-There were many more panels than I’d seen at previous cons. I don’t usually love panels, but I’m very supportive of this system if it means introducing new voices. (Olivia James, one of the first-timers, got spontaneous applause on multiple occasions throughout the Real World Activism panel. Damn.) We talk a lot about this being a young movement, a movement that anyone can join and become a part of. That’s only true so long as we work to find new speakers and leaders–otherwise you have an old guard and where’s the fun in that?
-Safe space hangout zone! I took advantage of this often. After three hours of class and a six hour drive to Minnesota, the conference looked like Introversion: Advanced Mode.

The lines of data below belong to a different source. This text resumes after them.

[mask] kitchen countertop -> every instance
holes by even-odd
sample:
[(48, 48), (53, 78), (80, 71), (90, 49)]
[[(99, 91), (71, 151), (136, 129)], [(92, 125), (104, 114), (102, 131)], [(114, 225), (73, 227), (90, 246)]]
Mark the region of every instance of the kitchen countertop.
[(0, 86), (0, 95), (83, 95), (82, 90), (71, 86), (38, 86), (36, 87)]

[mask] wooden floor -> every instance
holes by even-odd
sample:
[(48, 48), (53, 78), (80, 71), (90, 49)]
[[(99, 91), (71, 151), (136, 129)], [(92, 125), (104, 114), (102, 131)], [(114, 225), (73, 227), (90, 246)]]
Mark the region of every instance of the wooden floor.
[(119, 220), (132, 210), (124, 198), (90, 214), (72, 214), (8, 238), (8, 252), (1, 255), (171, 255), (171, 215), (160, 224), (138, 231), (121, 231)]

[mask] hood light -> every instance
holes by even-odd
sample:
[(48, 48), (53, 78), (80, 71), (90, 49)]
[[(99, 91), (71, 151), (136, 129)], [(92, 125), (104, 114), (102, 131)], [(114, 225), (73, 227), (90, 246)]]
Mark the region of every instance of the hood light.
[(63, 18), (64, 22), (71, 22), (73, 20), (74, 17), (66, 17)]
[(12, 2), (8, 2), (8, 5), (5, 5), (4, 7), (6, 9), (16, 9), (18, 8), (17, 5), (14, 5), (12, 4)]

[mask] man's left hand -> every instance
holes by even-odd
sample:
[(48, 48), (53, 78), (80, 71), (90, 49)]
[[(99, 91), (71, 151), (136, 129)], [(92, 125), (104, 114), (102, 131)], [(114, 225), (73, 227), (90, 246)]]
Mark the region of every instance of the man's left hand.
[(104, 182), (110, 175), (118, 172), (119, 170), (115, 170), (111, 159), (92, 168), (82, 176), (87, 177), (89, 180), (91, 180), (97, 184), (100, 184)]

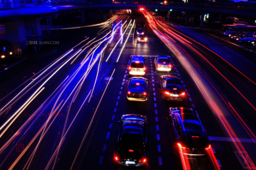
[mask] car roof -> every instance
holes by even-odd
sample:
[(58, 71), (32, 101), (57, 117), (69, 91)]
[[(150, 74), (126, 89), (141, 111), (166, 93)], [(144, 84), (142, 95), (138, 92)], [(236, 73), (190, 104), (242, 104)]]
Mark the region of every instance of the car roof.
[(121, 119), (122, 121), (144, 122), (146, 120), (146, 117), (139, 114), (129, 114), (123, 115)]
[(140, 62), (144, 62), (144, 57), (141, 56), (134, 56), (132, 57), (132, 62), (139, 61)]
[(169, 57), (167, 57), (167, 56), (158, 56), (158, 58), (159, 59), (169, 59)]

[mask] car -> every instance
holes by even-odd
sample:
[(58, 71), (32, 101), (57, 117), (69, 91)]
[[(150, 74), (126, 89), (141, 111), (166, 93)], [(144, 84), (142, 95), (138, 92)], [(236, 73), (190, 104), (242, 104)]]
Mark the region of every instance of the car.
[(159, 83), (163, 99), (177, 101), (184, 100), (185, 92), (179, 78), (170, 75), (162, 76)]
[(118, 165), (139, 167), (147, 162), (147, 119), (138, 114), (123, 115), (116, 144), (114, 160)]
[(1, 58), (5, 58), (12, 55), (12, 52), (11, 51), (10, 46), (7, 41), (0, 41), (0, 50)]
[(190, 169), (187, 166), (193, 159), (205, 160), (209, 154), (214, 156), (208, 152), (211, 149), (206, 131), (192, 109), (170, 108), (167, 119), (174, 149), (179, 153), (183, 169)]
[(255, 40), (255, 37), (251, 35), (244, 35), (237, 37), (237, 38), (236, 38), (236, 40), (237, 40), (237, 41), (238, 41), (238, 42), (240, 43), (242, 42), (250, 42), (251, 41)]
[(147, 38), (144, 35), (139, 35), (138, 36), (138, 41), (139, 42), (147, 42)]
[(127, 87), (127, 99), (132, 101), (146, 101), (148, 93), (148, 80), (143, 77), (129, 79)]
[(143, 56), (134, 56), (131, 57), (128, 67), (130, 75), (143, 76), (146, 73), (145, 59)]
[(141, 28), (139, 28), (137, 30), (137, 35), (144, 35), (144, 30)]
[(155, 65), (157, 71), (170, 71), (172, 70), (170, 60), (167, 56), (157, 56), (155, 58)]

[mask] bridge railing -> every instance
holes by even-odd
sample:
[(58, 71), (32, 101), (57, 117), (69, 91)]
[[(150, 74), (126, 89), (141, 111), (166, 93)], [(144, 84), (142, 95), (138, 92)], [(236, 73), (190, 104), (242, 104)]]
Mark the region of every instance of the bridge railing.
[(67, 5), (137, 5), (138, 6), (147, 5), (183, 6), (205, 8), (219, 8), (241, 10), (256, 10), (256, 4), (247, 2), (234, 3), (185, 3), (183, 2), (150, 1), (93, 1), (93, 0), (0, 0), (0, 9), (17, 8), (31, 8), (52, 7)]

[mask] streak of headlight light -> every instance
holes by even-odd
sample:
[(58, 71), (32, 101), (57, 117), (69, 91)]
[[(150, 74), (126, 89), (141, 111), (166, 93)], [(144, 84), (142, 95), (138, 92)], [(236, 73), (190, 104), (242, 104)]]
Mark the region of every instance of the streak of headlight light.
[(36, 94), (37, 91), (38, 91), (41, 88), (42, 88), (42, 86), (45, 85), (45, 84), (50, 80), (51, 78), (54, 76), (54, 75), (58, 72), (59, 70), (60, 69), (66, 64), (67, 64), (70, 60), (71, 60), (74, 57), (75, 57), (77, 54), (78, 54), (82, 49), (80, 50), (77, 53), (76, 53), (74, 55), (73, 55), (72, 57), (71, 57), (68, 61), (67, 61), (64, 64), (63, 64), (61, 66), (58, 68), (54, 73), (53, 73), (46, 81), (45, 81), (45, 82), (35, 91), (35, 92), (34, 92), (34, 93), (29, 98), (29, 99), (27, 100), (27, 101), (22, 105), (22, 107), (19, 108), (19, 109), (18, 109), (17, 111), (16, 111), (15, 113), (14, 113), (4, 124), (0, 128), (0, 130), (2, 130), (3, 128), (11, 120), (11, 119), (13, 118), (19, 112), (20, 110), (22, 110), (23, 107), (29, 102), (29, 101)]
[[(71, 123), (70, 124), (69, 128), (67, 130), (67, 131), (65, 132), (65, 134), (64, 134), (64, 135), (63, 136), (63, 137), (61, 137), (61, 139), (60, 139), (60, 143), (62, 143), (63, 142), (63, 141), (64, 141), (64, 139), (66, 138), (66, 135), (67, 135), (67, 134), (68, 133), (68, 132), (69, 131), (69, 130), (71, 128), (71, 126), (72, 126), (73, 124), (75, 122), (75, 120), (76, 119), (76, 117), (77, 116), (77, 115), (78, 115), (79, 113), (80, 112), (80, 110), (81, 110), (82, 106), (83, 106), (83, 105), (86, 103), (86, 101), (87, 100), (87, 99), (88, 98), (88, 96), (89, 96), (90, 93), (91, 93), (91, 90), (90, 91), (89, 93), (87, 95), (87, 96), (86, 97), (86, 99), (84, 100), (84, 101), (83, 101), (83, 103), (81, 105), (81, 107), (80, 107), (79, 110), (78, 111), (77, 113), (76, 114), (76, 115), (75, 116), (75, 117), (73, 119), (72, 122), (71, 122)], [(50, 165), (52, 163), (52, 162), (53, 159), (55, 157), (55, 155), (56, 155), (56, 154), (58, 153), (58, 151), (59, 150), (59, 148), (60, 148), (60, 146), (61, 146), (61, 145), (59, 145), (59, 146), (58, 146), (57, 148), (56, 148), (56, 149), (54, 151), (54, 153), (53, 153), (53, 154), (52, 154), (52, 157), (51, 157), (50, 160), (49, 161), (48, 163), (47, 164), (47, 165), (46, 166), (45, 169), (48, 169), (49, 168)], [(54, 166), (53, 167), (54, 167)]]
[[(121, 33), (121, 42), (120, 43), (120, 44), (122, 44), (122, 43), (123, 43), (123, 26), (124, 25), (124, 24), (125, 24), (125, 22), (127, 21), (127, 20), (123, 23), (123, 25), (122, 25), (122, 27), (121, 27), (121, 28), (120, 29), (120, 32)], [(124, 34), (125, 34), (125, 33), (124, 33)]]
[(122, 21), (120, 21), (119, 22), (117, 23), (116, 24), (116, 25), (115, 26), (115, 27), (113, 27), (113, 30), (112, 30), (112, 38), (111, 38), (111, 40), (110, 40), (110, 43), (111, 43), (112, 42), (112, 40), (114, 38), (114, 36), (115, 35), (115, 29), (116, 28), (116, 27), (118, 26), (119, 25), (119, 23), (121, 22)]
[[(10, 102), (9, 102), (6, 105), (5, 105), (3, 107), (1, 108), (1, 111), (2, 111), (5, 108), (6, 106), (9, 105), (11, 102), (12, 102), (17, 96), (18, 96), (22, 92), (23, 92), (26, 88), (28, 87), (30, 84), (31, 84), (33, 82), (34, 82), (38, 78), (40, 77), (42, 74), (44, 74), (45, 72), (46, 72), (48, 70), (49, 70), (52, 66), (54, 65), (56, 63), (57, 63), (59, 60), (62, 59), (63, 58), (66, 57), (68, 54), (69, 54), (70, 52), (71, 52), (72, 51), (73, 51), (74, 49), (72, 49), (69, 51), (68, 53), (65, 54), (63, 56), (61, 57), (58, 60), (57, 60), (56, 61), (55, 61), (53, 64), (52, 64), (50, 66), (48, 67), (44, 72), (42, 72), (41, 74), (40, 74), (38, 76), (37, 76), (36, 78), (35, 78), (33, 80), (32, 80), (27, 86), (26, 86), (22, 91), (20, 91), (15, 97), (14, 97)], [(0, 114), (0, 115), (1, 115), (2, 113)], [(0, 129), (1, 130), (1, 129)]]
[(129, 34), (128, 34), (128, 37), (127, 37), (127, 38), (125, 40), (125, 42), (124, 42), (124, 44), (123, 45), (123, 46), (122, 47), (122, 48), (121, 49), (121, 51), (119, 53), (119, 55), (118, 55), (118, 58), (117, 58), (117, 60), (116, 60), (117, 62), (118, 62), (118, 60), (119, 59), (120, 56), (121, 56), (121, 54), (122, 54), (122, 52), (123, 49), (124, 48), (124, 47), (125, 46), (125, 44), (127, 42), (127, 41), (128, 40), (128, 39), (129, 39), (130, 35), (131, 34), (131, 33), (132, 32), (132, 30), (133, 30), (133, 26), (134, 25), (134, 22), (135, 22), (135, 19), (134, 19), (133, 21), (133, 25), (132, 26), (132, 29), (131, 29), (131, 31), (130, 31)]
[(10, 126), (12, 124), (12, 123), (16, 120), (17, 117), (22, 113), (22, 112), (28, 107), (28, 106), (35, 99), (35, 98), (45, 89), (45, 87), (43, 87), (41, 89), (40, 91), (39, 91), (31, 100), (30, 100), (26, 104), (26, 105), (20, 110), (20, 111), (17, 113), (16, 116), (12, 120), (12, 121), (9, 124), (9, 125), (5, 128), (5, 129), (0, 134), (0, 138), (3, 136), (3, 135), (6, 132), (7, 129), (10, 127)]
[[(126, 31), (128, 29), (128, 28), (129, 28), (129, 26), (130, 26), (130, 23), (131, 23), (131, 22), (132, 22), (132, 20), (130, 20), (129, 23), (128, 24), (128, 25), (127, 25), (128, 26), (126, 27), (126, 29), (125, 31), (123, 33), (124, 34), (125, 34), (125, 33), (126, 32)], [(117, 43), (116, 44), (116, 45), (115, 45), (115, 46), (113, 48), (112, 51), (111, 51), (111, 52), (110, 53), (110, 55), (109, 55), (109, 57), (108, 57), (108, 58), (106, 60), (106, 62), (108, 62), (108, 61), (109, 61), (109, 59), (110, 56), (111, 56), (111, 55), (112, 54), (113, 52), (114, 52), (114, 51), (115, 50), (115, 49), (116, 48), (116, 47), (117, 47), (117, 45), (118, 45), (118, 42), (120, 41), (120, 39), (119, 39), (119, 40), (118, 41), (118, 42), (117, 42)]]
[(82, 139), (82, 141), (81, 142), (81, 144), (80, 144), (79, 148), (78, 150), (77, 151), (77, 152), (76, 153), (76, 156), (75, 157), (75, 159), (74, 159), (74, 161), (73, 161), (72, 165), (71, 165), (71, 167), (70, 167), (70, 169), (72, 169), (72, 167), (73, 167), (73, 166), (74, 166), (74, 164), (75, 163), (75, 162), (76, 161), (76, 158), (77, 157), (77, 155), (78, 155), (78, 153), (79, 153), (80, 150), (81, 149), (81, 147), (82, 147), (82, 143), (83, 143), (83, 141), (84, 141), (84, 140), (86, 139), (86, 137), (87, 136), (88, 132), (89, 132), (89, 130), (90, 130), (90, 129), (91, 128), (91, 126), (92, 126), (92, 123), (93, 122), (93, 119), (94, 119), (94, 117), (95, 116), (95, 114), (96, 114), (97, 111), (98, 110), (98, 108), (99, 108), (99, 106), (100, 104), (100, 103), (101, 102), (101, 100), (102, 100), (102, 98), (103, 98), (103, 97), (104, 96), (104, 94), (105, 94), (105, 92), (106, 91), (106, 90), (108, 88), (108, 87), (109, 86), (109, 84), (110, 81), (111, 81), (111, 78), (112, 78), (112, 76), (113, 76), (113, 75), (114, 74), (114, 72), (115, 72), (115, 69), (114, 69), (114, 70), (113, 70), (113, 71), (112, 72), (112, 74), (111, 75), (111, 76), (110, 77), (110, 79), (109, 80), (109, 82), (108, 82), (108, 84), (106, 85), (106, 88), (105, 88), (105, 90), (104, 90), (104, 92), (103, 92), (102, 95), (101, 96), (101, 98), (100, 98), (100, 101), (99, 102), (99, 103), (98, 104), (98, 106), (97, 106), (97, 108), (95, 109), (95, 111), (94, 112), (94, 113), (93, 114), (93, 116), (92, 117), (92, 119), (91, 119), (91, 122), (90, 123), (90, 124), (88, 126), (88, 128), (87, 128), (87, 130), (86, 131), (86, 132), (84, 134), (84, 135), (83, 136), (83, 138)]
[[(161, 39), (161, 36), (159, 36), (159, 34), (161, 33), (158, 32), (159, 31), (157, 32), (154, 29), (153, 29), (153, 31), (154, 31), (155, 33), (158, 36), (158, 37), (160, 38)], [(174, 46), (171, 47), (170, 46), (170, 44), (169, 43), (166, 44), (168, 45), (167, 47), (169, 49), (170, 49), (174, 53), (176, 53), (176, 52), (175, 51), (177, 51), (177, 49), (175, 49), (175, 48), (174, 48)], [(178, 51), (177, 51), (177, 52), (179, 53)], [(241, 142), (239, 141), (237, 142), (238, 143), (238, 145), (236, 141), (234, 140), (234, 137), (237, 138), (237, 135), (233, 131), (232, 127), (231, 127), (227, 120), (224, 116), (222, 110), (220, 108), (219, 106), (216, 103), (216, 102), (218, 101), (216, 100), (216, 98), (217, 98), (217, 97), (215, 96), (214, 94), (210, 93), (210, 90), (207, 90), (207, 87), (205, 86), (203, 82), (202, 82), (201, 81), (199, 81), (199, 79), (198, 79), (198, 77), (200, 77), (199, 75), (195, 72), (195, 70), (194, 70), (191, 68), (193, 67), (193, 66), (190, 65), (190, 62), (188, 61), (185, 60), (186, 58), (182, 57), (182, 55), (181, 55), (181, 54), (178, 55), (178, 54), (177, 54), (176, 55), (177, 56), (177, 58), (179, 59), (181, 63), (182, 63), (183, 65), (184, 66), (185, 69), (193, 78), (193, 80), (194, 81), (196, 84), (197, 85), (198, 87), (200, 90), (200, 92), (203, 94), (203, 96), (206, 101), (208, 105), (211, 108), (211, 110), (215, 114), (215, 115), (218, 116), (220, 121), (221, 121), (222, 126), (224, 127), (226, 131), (228, 134), (228, 135), (233, 142), (233, 144), (234, 145), (238, 152), (240, 153), (242, 153), (242, 152), (245, 152), (246, 150)], [(203, 79), (202, 80), (203, 80)], [(219, 103), (219, 104), (221, 104), (221, 103)], [(246, 164), (247, 165), (248, 167), (250, 167), (255, 166), (250, 157), (247, 158), (247, 159), (245, 159), (244, 158), (244, 156), (243, 154), (241, 154), (241, 155), (243, 159), (245, 160)]]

The zone (lots of open area with clusters of seats and windows, located behind the tabling space) was perfect. Either by coincidence or design, it was out of the flow of con traffic, meaning no forced interactions, and quiet. Conversations were relaxed and participation wasn’t required–I spent a good deal of time listening to brilliant people arguing.
-And did I mention the panels? I love when panelists disagree–and the organizers tried to make it happen. Panels are exciting when there’s a debate, when sides are chosen and audiences divided. And there were! (Our moderator threatened us with a nerf gun. Never a dull moment.)
-The Wall O’ Tweets! It wouldn’t be a con without live-tweeting, and SkepTech had a simple way of letting audiences see what and who were tweeting. The setup was simple: TweetDeck, one projector, and judicious use of filters to collect relevant tweets. Very occasionally this was distracting–some speakers were sidetracked or interrupted by laughter at tweets they couldn’t see. Other speakers and panels incorporated tweets and tweeted questions into their presentation.